One Response to statins wars – a debate worth having?

  1. I basically agree with all you say on this. And MMR is definitely a useful historical example to extrapolate from in this case. But actually what I think was also missing then, and now with statins, is a slightly more sophisticated understanding of the psychology of patients and their loved …

    I basically agree with all you say on this. And MMR is definitely a useful historical example to extrapolate from in this case. But actually what I think was also missing then, and now with statins, is a slightly more sophisticated understanding of the psychology of patients and their loved ones, by media.

    As a journalist you have to “test the mood” before you decide on how to frame an article. This is much easier for a subject that will have overt opinions and expressions of emotion being thrown around twitter. Science and medical research isn’t so easy to judge…

    With MMR, one of the driving factors in the debacle was the paucity of understanding, support, and treatment for autistic kids at the time. In that background context, parents were already looking for a reason and for someone to blame for the situation they found themselves in, and for something to do that might make a difference. That made Wakefield’s slick PR offensive absolutely irresistible.

    In the case of statins, I’m less sure, but there’s something around taking medication everyday that people hate. And most of all people hate being made to take meds everyday when they don’t feel unwell. And add to that the potential for some quite unpleasant side effects in some people, and frankly who would be able to avoid an excuse to stop taking them.

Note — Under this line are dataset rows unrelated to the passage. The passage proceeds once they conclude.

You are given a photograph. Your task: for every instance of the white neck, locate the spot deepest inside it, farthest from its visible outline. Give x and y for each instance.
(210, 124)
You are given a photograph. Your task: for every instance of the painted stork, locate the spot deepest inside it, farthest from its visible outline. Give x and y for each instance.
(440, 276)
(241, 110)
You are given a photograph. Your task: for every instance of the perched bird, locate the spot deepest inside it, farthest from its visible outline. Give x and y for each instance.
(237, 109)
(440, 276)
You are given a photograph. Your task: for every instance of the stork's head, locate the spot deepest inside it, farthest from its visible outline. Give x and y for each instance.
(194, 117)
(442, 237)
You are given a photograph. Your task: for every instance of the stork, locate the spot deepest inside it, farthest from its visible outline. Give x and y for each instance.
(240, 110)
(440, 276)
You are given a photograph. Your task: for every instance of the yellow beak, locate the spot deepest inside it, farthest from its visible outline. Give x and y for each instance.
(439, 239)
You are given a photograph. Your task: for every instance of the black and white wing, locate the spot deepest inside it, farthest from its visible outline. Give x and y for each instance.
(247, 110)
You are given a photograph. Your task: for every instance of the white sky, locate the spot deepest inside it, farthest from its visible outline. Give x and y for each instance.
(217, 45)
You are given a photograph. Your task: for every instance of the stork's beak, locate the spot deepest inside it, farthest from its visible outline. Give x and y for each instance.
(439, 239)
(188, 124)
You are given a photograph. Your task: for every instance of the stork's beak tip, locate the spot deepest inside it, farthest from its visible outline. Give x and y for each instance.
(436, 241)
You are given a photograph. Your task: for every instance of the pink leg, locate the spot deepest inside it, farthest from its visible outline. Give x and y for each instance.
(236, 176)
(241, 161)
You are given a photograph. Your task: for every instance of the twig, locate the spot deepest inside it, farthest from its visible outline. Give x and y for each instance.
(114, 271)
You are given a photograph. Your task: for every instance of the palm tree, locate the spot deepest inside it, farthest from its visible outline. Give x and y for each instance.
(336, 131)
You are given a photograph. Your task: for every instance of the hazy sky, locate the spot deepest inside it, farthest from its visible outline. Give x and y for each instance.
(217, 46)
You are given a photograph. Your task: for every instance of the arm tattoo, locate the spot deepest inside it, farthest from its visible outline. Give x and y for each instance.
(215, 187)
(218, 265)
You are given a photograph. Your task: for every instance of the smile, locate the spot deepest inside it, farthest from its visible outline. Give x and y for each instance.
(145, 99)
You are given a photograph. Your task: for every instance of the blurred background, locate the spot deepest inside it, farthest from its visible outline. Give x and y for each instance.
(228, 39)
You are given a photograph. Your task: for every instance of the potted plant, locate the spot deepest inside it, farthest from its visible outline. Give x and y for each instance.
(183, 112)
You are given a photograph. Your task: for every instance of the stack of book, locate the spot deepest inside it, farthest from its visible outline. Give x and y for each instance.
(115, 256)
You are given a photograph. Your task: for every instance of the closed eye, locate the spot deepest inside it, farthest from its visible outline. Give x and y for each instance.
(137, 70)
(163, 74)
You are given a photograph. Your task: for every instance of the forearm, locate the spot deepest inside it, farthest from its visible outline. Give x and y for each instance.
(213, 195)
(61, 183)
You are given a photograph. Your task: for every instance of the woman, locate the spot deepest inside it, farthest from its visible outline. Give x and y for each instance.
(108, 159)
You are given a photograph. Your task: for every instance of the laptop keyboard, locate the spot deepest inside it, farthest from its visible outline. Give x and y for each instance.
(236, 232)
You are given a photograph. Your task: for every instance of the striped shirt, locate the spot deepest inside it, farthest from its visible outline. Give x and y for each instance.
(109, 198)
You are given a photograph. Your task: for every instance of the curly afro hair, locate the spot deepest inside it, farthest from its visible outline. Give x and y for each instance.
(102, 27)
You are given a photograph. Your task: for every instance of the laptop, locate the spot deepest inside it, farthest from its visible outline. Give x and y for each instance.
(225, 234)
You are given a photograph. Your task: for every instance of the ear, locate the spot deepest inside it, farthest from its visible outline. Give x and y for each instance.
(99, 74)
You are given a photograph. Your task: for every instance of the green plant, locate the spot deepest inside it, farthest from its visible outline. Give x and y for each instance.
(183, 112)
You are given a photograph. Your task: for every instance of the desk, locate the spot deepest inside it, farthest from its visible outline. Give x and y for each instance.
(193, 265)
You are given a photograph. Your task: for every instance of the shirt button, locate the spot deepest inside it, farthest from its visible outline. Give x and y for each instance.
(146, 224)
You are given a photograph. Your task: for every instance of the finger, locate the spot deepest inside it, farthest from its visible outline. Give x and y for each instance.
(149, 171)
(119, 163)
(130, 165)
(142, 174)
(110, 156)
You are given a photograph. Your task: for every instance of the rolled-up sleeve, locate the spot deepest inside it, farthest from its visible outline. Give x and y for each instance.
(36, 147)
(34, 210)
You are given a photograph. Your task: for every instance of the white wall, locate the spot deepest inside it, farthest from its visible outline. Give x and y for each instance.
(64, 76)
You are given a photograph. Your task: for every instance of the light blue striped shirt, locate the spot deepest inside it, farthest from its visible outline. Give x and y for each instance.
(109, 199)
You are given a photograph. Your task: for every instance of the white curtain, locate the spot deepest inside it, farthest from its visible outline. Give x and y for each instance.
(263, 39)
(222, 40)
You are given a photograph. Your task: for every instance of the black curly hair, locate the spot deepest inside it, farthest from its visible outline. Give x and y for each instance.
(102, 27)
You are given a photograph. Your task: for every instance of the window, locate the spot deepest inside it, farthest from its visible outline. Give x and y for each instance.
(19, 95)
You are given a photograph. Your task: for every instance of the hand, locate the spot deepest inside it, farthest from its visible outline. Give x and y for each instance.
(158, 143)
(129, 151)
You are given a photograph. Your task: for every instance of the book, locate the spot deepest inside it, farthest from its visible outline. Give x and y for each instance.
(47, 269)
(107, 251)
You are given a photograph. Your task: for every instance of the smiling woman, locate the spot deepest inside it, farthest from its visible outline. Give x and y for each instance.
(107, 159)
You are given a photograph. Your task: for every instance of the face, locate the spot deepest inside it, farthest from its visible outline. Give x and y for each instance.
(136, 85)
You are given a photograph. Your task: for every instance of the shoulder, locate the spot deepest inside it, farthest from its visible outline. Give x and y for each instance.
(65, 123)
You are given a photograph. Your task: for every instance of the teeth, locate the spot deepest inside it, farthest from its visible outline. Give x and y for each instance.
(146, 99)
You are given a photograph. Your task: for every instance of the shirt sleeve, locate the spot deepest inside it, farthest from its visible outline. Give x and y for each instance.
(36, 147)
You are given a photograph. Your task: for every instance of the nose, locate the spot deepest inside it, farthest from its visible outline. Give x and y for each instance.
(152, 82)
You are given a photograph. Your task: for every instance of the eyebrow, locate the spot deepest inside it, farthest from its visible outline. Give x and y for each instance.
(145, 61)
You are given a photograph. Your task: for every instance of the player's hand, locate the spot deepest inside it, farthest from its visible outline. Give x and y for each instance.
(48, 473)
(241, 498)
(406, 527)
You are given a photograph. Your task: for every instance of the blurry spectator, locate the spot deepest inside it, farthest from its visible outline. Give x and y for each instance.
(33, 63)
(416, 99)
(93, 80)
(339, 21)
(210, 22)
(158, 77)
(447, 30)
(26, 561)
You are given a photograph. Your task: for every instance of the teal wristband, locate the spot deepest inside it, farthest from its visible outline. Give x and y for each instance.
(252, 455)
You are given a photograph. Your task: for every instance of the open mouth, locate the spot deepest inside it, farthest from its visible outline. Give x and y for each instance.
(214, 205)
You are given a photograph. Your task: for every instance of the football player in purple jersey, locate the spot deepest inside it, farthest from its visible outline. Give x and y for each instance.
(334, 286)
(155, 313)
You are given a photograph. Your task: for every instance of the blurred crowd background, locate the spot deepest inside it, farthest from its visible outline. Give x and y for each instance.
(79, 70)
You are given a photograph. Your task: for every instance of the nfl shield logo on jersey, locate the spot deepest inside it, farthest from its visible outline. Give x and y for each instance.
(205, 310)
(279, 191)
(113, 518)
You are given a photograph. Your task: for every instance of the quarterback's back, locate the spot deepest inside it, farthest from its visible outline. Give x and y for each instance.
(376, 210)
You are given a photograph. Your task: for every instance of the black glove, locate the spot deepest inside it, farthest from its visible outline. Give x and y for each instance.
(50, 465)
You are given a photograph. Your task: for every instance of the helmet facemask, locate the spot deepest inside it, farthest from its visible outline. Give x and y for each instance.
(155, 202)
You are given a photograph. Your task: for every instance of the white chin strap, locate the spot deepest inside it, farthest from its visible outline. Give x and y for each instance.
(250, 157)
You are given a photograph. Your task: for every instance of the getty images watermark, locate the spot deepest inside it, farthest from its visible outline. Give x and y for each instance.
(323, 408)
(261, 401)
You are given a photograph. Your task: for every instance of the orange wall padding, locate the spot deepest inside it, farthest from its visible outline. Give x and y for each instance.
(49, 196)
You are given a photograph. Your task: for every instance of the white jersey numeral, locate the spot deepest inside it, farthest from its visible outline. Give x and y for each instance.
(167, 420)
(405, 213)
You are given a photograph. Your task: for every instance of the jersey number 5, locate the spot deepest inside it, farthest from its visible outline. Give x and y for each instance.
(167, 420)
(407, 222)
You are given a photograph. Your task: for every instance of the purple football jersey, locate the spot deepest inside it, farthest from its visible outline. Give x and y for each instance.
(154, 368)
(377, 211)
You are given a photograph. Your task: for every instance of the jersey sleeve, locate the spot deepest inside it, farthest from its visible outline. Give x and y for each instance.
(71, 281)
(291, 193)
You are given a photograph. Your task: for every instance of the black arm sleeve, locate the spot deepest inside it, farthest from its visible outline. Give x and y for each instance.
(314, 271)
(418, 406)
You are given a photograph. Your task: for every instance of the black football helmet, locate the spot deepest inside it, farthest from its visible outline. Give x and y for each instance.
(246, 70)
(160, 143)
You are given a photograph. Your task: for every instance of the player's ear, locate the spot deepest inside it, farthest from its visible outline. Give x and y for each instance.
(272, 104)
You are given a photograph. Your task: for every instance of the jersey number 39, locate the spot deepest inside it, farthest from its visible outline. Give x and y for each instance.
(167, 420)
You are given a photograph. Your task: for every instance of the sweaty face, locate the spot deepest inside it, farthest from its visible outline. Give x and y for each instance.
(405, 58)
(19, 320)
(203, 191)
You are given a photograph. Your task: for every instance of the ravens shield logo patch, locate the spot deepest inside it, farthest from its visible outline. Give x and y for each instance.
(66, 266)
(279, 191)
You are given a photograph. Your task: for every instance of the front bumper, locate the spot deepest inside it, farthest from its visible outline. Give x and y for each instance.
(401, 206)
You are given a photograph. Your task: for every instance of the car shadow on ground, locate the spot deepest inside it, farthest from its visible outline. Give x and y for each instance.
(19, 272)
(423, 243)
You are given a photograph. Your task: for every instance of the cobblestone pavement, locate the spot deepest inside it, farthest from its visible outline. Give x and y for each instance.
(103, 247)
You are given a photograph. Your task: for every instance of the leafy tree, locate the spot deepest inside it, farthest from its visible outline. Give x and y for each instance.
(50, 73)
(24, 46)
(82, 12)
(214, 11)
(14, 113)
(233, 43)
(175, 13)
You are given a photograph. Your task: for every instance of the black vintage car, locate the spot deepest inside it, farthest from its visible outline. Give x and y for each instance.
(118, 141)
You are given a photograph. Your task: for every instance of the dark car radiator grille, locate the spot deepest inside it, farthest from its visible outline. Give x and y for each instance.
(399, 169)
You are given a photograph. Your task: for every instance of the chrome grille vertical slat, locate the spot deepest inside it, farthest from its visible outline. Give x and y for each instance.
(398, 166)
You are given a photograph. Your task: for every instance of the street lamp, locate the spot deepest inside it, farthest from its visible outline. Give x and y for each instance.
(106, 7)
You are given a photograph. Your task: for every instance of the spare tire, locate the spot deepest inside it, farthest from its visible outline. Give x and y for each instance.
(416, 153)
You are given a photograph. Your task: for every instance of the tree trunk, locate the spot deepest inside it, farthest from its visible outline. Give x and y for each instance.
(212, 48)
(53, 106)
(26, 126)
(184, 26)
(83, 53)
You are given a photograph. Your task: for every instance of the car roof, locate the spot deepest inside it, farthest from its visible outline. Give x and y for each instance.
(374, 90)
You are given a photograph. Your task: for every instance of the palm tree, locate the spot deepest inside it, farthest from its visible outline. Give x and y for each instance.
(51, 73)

    The same thing happened several times with contraceptive pills, too.

    If the media presents an irresistible option, public behaviour will follow in line. That’s also why hope changes more than fear, ultimately.

    At the same time, is it really the job of the media to tell people to take their pills? I don’t think so. But it absolutely is the job of the media to be able to accurately follow through the consequences of whether and how a story gets reported and make a call on whether it is consistent with their values. That of course depends on the stated values, whether news value trumps ethics, and, frankly, how responsible to society an outlet is – many could do much, much better…even our beloved BBC.